"First, we've got the US versus the rest of the world trade war, and this is potentially impacting on global growth and as an export nation this means the New Zealand dollar is under pressure," he said.
The second factor was that the current malaise in New Zealand's business confidence and whether that would translate into lower growth domestically.
"I think offshore investors probably pay less attention to the evolving business confidence situation here, but we're certainly seeing a lot of headlines about it locally," Riggall said.

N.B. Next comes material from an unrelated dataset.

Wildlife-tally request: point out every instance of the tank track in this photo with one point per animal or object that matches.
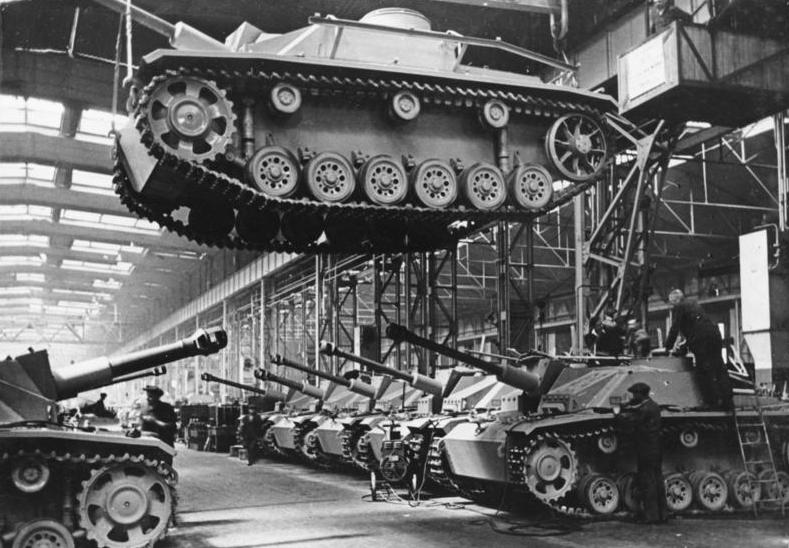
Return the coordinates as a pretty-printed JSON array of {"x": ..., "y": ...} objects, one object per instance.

"That's driving domestic investors such as ourselves to reduce New Zealand dollar holdings or increase our foreign currency holdings and, similarly, exporters who are potentially hedging their foreign currency revenues may reduce some of their hedges – so that may have a negative impact on the New Zealand dollar," he said.
On the flip side, the low Kiwi could benefit some, such as the tourism sector, but there were other considerations for investors to think about.
"The big risk is that we get a spike in inflation (through higher import costs) and that the increased growth that we should get because our exporters are earning more revenue doesn't eventuate," Riggall said.
"In that situation, you get stagflation - which is higher inflation and lower growth - and that's a very difficult phenomenon to get rid of," he said.
Riggall said "stagflation" was not Milford's base case "but it's a risk and there are certainly some ingredients in place for that to happen".